4.6. Echter, de wijze waarop Tjon over zijn juridische opleiding is bevraagd beschouwd in samenhang met en in het licht van de wijze waarop de rechter in zijn reactie op het wrakingsverzoek de deskundigheid van Tjon en diens bijdrage aan het juridisch debat beoordeelt (zie r.o. 2.6), kan op zichzelf bij [verzoeker] en Tjon de objectief gerechtvaardigde vrees doen ontstaan dat de rechter althans ten aanzien van de vraag of een proceskostenveroordeling ten laste van het bestuursorgaan moet worden uitgesproken niet onbevooroordeeld is. "
Na deze beslissing heeft een andere rechter het beroep van [verzoeker] gegrond verklaard en de bestreden beslissingen vernietigd. Het college van burgemeester en wethouders van Almere heeft vervolgens een opnieuw beslist. Het beroep dat tegen deze beslissing is ingesteld, betreft de onderhavige hoofdzaak.
3.3. Materieel betreft het derhalve voortzetting van nog steeds hetzelfde geschil, dat voortvloeit uit één en hetzelfde Wob-verzoek. Hoewel het formeel om een nieuwe procedure gaat, is de wrakingskamer van oordeel dat zij, gelet op de formele rechtskracht, heeft uit te gaan van het oordeel dat de wrakingskamer eerder in - materieel - hetzelfde geschil heeft gegeven. Er zijn geen nieuwe feiten of omstandigheden naar voren gekomen die meebrengen dat aangenomen moet worden dat mr. [A] thans anders oordeelt over dhr. Tjon dan ten tijde van de behandeling van het vorige wrakingsverzoek. Mr. [A] heeft ter zitting te kennen gegeven dat hij nu geen reden ziet om de juridische kwaliteit van de bijdragen van dhr. Tjon anders te taxeren dan voorheen en daarbij opgemerkt dat wat dhr. Tjon te berde brengt in bestuursrechtelijke procedures "slaat als een tang op een varken". Dat daarmee bij dhr. Tjon de vrees ontstaat dat hetgeen hij aanvoert op voorhand reeds niet serieus genomen zal worden, valt te begrijpen. Daar waar de wrakingskamer bij haar beslissing van 3 mei 2011 de vrees voor vooringenomenheid gegrond achtte, bestaat dan ook geen aanleiding om nu anders te oordelen.

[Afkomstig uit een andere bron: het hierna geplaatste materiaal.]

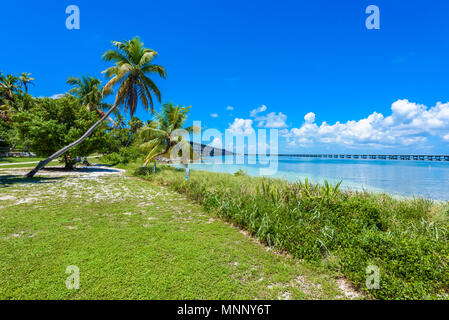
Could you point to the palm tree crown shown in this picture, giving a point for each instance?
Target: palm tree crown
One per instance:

3.4. Dat brengt mee dat het onderhavige wrakingsverzoek gegrond is.
4. De beslissing
De rechtbank
4.1. wijst het verzoek tot wraking toe.
Deze beslissing is gegeven door mrs. H.C. Moorman, A.L. Smit en A.J. Louter in tegenwoordigheid van de griffier mr. G.W.G. Wijnands en in openbaar uitgesproken op 14 februari 2012.